- Directed by: Eugen Schulz-Breiden
- Written by: Eugen Schulz-Breiden; Josef Roden (novel);
- Starring: Rolf Wanka; Willi Volker; Rózsi Csikós;
- Cinematography: Jan Roth
- Edited by: Marie Bourová; Svatopluk Innemann;
- Music by: Rudolf Maria Mandée
- Production companies: Meissner Film Prague; Tassul Film;
- Distributed by: Meissner Film Prague
- Release date: 1937;
- Countries: Austria; Czechoslovakia;
- Language: German

= Escape to the Adriatic =

Escape to the Adriatic (Flucht an die Adria) is a 1937 Austrian-Czech drama film directed by Eugen Schulz-Breiden and starring Rolf Wanka, Willi Volker and Rózsi Csikós.
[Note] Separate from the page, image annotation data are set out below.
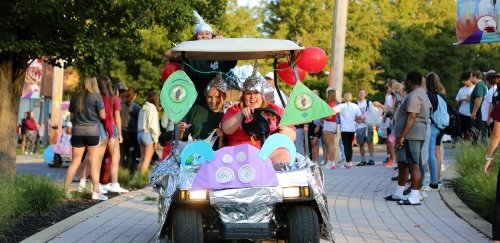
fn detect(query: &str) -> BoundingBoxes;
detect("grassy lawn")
[453,140,500,222]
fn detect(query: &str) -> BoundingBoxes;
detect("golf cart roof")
[172,38,304,61]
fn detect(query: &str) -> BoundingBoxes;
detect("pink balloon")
[161,62,181,82]
[295,47,326,73]
[277,62,306,85]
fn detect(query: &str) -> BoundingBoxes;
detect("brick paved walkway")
[20,154,489,243]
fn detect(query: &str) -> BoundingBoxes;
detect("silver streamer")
[209,187,283,223]
[205,75,227,93]
[150,150,335,242]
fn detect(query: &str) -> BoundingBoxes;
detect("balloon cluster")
[277,47,326,85]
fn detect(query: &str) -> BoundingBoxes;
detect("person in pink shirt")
[221,77,295,162]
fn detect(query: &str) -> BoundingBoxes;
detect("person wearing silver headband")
[179,75,227,149]
[222,75,295,162]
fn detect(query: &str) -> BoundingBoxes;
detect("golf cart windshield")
[172,38,304,61]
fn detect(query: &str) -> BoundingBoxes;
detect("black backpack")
[443,102,462,137]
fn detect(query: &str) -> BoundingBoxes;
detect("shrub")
[118,167,133,185]
[453,142,500,222]
[0,175,65,242]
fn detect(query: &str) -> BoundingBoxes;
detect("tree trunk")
[0,58,26,177]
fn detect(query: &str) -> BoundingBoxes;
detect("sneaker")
[92,192,108,201]
[356,161,366,166]
[384,159,394,168]
[99,183,108,194]
[109,183,128,193]
[419,191,429,201]
[403,187,411,196]
[102,183,111,192]
[423,183,439,192]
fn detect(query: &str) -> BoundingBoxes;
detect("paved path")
[21,148,489,243]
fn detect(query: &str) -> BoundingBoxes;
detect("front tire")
[171,208,203,243]
[286,205,320,243]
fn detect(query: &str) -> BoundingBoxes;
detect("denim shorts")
[137,132,154,145]
[113,124,118,138]
[99,123,109,141]
[396,140,424,164]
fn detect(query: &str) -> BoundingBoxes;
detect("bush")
[453,142,499,222]
[118,167,133,185]
[0,175,65,241]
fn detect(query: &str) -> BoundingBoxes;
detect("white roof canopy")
[172,38,304,61]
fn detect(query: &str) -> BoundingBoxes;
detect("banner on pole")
[456,0,500,44]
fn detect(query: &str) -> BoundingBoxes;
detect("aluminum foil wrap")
[149,156,181,235]
[274,153,335,242]
[209,187,283,223]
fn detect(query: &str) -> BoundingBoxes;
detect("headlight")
[283,186,309,198]
[179,190,208,201]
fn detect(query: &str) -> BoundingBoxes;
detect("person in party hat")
[165,11,237,105]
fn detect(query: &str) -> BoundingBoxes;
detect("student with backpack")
[424,72,450,191]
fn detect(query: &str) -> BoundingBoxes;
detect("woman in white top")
[333,93,361,169]
[137,91,160,175]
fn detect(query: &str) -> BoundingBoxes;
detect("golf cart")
[150,38,334,243]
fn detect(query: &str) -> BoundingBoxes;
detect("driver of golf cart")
[222,75,295,162]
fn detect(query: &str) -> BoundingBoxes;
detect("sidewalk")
[23,149,491,243]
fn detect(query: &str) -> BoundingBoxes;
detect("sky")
[238,0,258,7]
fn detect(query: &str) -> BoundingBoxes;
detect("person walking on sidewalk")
[64,77,108,200]
[24,111,38,155]
[332,92,361,169]
[356,89,375,166]
[322,88,337,169]
[385,71,431,205]
[470,70,488,141]
[136,91,160,176]
[484,100,500,243]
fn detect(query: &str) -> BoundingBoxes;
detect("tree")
[0,0,226,176]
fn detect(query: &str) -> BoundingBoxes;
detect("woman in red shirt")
[221,77,295,162]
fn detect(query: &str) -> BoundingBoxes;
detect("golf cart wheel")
[49,154,62,168]
[286,205,320,243]
[171,208,203,243]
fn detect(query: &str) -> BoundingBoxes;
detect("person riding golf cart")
[150,38,334,242]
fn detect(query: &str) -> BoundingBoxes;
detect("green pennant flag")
[160,70,198,122]
[280,82,334,126]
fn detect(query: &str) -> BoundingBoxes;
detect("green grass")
[453,142,500,222]
[118,167,133,185]
[0,175,65,242]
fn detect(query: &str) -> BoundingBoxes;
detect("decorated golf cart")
[150,38,334,243]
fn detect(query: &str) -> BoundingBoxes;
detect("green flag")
[160,70,198,122]
[280,82,334,126]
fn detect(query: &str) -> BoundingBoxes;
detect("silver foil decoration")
[205,75,227,93]
[209,187,283,223]
[150,149,335,242]
[193,10,214,34]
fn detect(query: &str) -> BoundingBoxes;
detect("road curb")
[21,188,148,243]
[439,182,492,239]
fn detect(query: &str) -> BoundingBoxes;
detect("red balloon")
[295,47,326,73]
[276,62,306,85]
[161,62,181,82]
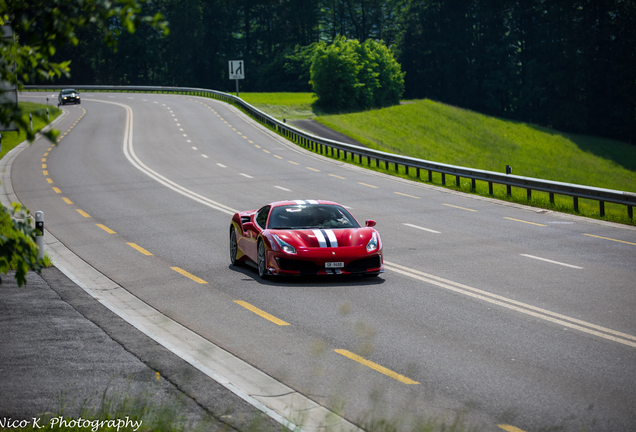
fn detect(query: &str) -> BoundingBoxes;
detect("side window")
[256,206,271,229]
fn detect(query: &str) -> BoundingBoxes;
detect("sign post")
[229,60,245,97]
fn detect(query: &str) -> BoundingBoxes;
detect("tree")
[0,0,167,286]
[311,36,404,111]
[0,0,168,141]
[0,204,42,286]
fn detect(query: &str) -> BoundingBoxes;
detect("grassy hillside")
[239,93,318,120]
[241,93,636,224]
[316,100,636,192]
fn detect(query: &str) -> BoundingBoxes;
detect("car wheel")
[230,227,243,266]
[257,241,268,279]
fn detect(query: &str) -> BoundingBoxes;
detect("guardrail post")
[35,211,44,260]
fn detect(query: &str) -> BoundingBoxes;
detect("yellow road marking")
[234,300,289,325]
[394,192,422,199]
[334,350,419,384]
[497,425,524,432]
[126,243,152,256]
[97,224,117,234]
[170,267,207,284]
[358,182,380,189]
[384,261,636,347]
[443,204,477,211]
[583,234,636,246]
[504,217,547,226]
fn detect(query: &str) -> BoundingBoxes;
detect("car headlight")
[274,234,296,254]
[367,233,378,252]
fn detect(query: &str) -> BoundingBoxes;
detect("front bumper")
[267,247,384,275]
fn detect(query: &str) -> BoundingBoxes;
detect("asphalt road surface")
[11,93,636,431]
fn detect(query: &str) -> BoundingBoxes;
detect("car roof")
[269,200,342,207]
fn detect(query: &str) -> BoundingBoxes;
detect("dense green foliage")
[0,204,44,286]
[0,0,167,285]
[0,0,166,141]
[310,36,404,111]
[316,100,636,192]
[41,0,636,142]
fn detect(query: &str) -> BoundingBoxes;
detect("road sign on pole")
[230,60,245,79]
[229,60,245,97]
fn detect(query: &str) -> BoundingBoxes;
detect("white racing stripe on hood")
[322,230,338,247]
[312,230,327,247]
[311,230,338,247]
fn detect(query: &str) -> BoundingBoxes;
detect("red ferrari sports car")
[230,200,384,278]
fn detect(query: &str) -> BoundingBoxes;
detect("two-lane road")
[12,93,636,431]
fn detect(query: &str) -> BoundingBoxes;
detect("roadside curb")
[0,96,359,432]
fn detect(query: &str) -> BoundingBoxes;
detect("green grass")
[300,100,636,225]
[0,102,62,159]
[239,93,322,120]
[316,100,636,192]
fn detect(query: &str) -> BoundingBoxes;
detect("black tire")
[230,227,243,266]
[256,241,269,279]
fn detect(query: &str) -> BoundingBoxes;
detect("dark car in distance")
[57,89,82,105]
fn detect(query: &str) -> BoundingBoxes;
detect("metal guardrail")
[25,85,636,219]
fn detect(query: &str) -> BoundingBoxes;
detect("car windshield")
[267,204,360,229]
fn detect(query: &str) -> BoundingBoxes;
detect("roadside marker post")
[35,211,44,260]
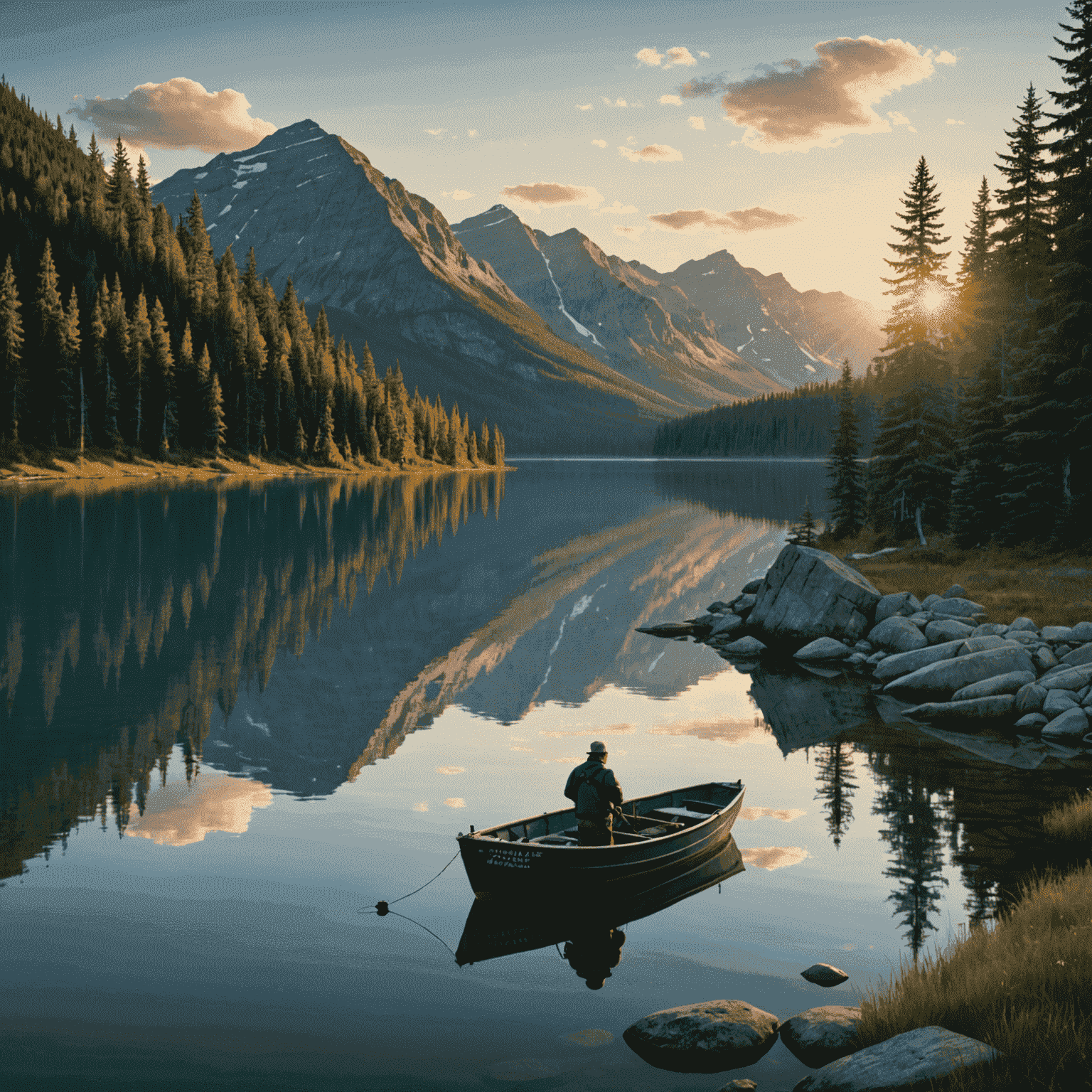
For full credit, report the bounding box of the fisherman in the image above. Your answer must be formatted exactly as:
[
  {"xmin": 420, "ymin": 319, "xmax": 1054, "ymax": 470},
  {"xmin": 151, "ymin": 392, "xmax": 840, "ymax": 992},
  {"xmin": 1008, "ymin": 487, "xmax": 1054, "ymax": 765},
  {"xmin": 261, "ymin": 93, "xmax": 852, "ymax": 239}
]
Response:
[{"xmin": 564, "ymin": 740, "xmax": 621, "ymax": 845}]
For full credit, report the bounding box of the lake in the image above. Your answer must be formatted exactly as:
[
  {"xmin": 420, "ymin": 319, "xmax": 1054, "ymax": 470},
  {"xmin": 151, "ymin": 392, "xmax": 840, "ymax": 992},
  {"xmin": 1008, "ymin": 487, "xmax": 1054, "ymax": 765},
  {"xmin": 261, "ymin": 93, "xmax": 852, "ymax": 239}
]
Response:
[{"xmin": 0, "ymin": 460, "xmax": 1092, "ymax": 1092}]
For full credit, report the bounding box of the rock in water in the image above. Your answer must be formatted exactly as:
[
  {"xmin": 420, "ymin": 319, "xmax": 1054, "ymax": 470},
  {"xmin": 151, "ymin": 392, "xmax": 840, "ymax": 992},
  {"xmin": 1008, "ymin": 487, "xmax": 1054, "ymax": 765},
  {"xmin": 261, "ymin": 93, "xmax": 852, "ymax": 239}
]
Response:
[
  {"xmin": 780, "ymin": 1005, "xmax": 860, "ymax": 1069},
  {"xmin": 749, "ymin": 545, "xmax": 882, "ymax": 641},
  {"xmin": 884, "ymin": 648, "xmax": 1034, "ymax": 698},
  {"xmin": 623, "ymin": 1002, "xmax": 778, "ymax": 1074},
  {"xmin": 801, "ymin": 963, "xmax": 850, "ymax": 986},
  {"xmin": 793, "ymin": 1027, "xmax": 1000, "ymax": 1092},
  {"xmin": 868, "ymin": 615, "xmax": 929, "ymax": 652},
  {"xmin": 793, "ymin": 636, "xmax": 864, "ymax": 660}
]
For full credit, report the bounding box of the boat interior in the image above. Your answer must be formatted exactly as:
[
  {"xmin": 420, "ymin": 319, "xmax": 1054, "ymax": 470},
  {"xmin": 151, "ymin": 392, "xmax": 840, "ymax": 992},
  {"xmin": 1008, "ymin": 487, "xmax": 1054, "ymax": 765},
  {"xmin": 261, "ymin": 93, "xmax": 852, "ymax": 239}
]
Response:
[{"xmin": 471, "ymin": 781, "xmax": 744, "ymax": 846}]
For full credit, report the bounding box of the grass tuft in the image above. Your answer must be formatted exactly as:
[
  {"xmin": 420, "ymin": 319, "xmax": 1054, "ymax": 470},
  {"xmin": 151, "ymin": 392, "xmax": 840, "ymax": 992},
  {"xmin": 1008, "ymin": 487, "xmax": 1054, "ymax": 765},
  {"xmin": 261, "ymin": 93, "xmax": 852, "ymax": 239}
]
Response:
[{"xmin": 858, "ymin": 864, "xmax": 1092, "ymax": 1092}]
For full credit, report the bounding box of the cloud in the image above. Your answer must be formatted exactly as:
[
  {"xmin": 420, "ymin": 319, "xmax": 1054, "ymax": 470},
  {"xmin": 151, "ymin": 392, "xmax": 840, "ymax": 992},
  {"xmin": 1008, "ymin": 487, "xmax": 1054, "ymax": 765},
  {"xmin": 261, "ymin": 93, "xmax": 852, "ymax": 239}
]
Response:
[
  {"xmin": 679, "ymin": 35, "xmax": 952, "ymax": 152},
  {"xmin": 742, "ymin": 845, "xmax": 811, "ymax": 872},
  {"xmin": 633, "ymin": 46, "xmax": 694, "ymax": 70},
  {"xmin": 68, "ymin": 77, "xmax": 277, "ymax": 152},
  {"xmin": 739, "ymin": 808, "xmax": 807, "ymax": 823},
  {"xmin": 618, "ymin": 144, "xmax": 682, "ymax": 163},
  {"xmin": 500, "ymin": 183, "xmax": 603, "ymax": 208},
  {"xmin": 126, "ymin": 773, "xmax": 273, "ymax": 845},
  {"xmin": 648, "ymin": 205, "xmax": 803, "ymax": 232}
]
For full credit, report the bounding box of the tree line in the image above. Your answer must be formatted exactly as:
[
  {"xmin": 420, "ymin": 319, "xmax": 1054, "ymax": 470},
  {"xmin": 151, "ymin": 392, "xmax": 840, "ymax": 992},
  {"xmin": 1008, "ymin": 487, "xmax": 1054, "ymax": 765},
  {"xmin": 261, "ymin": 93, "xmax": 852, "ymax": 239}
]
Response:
[
  {"xmin": 652, "ymin": 375, "xmax": 877, "ymax": 458},
  {"xmin": 0, "ymin": 81, "xmax": 505, "ymax": 466}
]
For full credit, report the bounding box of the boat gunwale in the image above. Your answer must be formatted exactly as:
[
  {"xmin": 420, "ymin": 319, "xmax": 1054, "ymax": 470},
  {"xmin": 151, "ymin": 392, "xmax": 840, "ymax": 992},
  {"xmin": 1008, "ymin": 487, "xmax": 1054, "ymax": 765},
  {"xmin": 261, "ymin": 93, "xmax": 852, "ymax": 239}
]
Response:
[{"xmin": 456, "ymin": 778, "xmax": 745, "ymax": 851}]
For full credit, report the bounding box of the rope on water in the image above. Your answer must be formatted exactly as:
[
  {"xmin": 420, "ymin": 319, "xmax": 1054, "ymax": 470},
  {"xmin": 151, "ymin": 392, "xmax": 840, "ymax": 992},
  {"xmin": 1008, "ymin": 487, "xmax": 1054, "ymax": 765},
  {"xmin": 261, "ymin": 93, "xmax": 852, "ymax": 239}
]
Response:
[{"xmin": 357, "ymin": 850, "xmax": 462, "ymax": 917}]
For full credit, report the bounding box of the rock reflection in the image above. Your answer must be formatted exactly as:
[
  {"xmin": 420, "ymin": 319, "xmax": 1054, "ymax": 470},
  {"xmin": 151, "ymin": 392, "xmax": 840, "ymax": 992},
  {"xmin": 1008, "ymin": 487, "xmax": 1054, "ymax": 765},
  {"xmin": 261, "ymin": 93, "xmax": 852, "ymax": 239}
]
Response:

In Germany it was released in 1939 under the title Sprung ins Glück.

It was shot at the Barrandov Studios in Prague. The film's sets were designed by the art director Gottlieb Hesch. A separate Czech version Irca's Romance was also released.

==Cast==
- Rolf Wanka as Fred Bergen - Monteur
- Willi Volker as Generaldirektor Bongardt
- Rózsi Csikós as Friedl - seine Tochter
- Tibor Halmay as Harry Peters - sein Neffe
- Lizzi Holzschuh as Lolo - Harrys Freundin
- Else Lord as Frau Schulz

== Bibliography ==
- Goble, Alan. The Complete Index to Literary Sources in Film. Walter de Gruyter, 1999.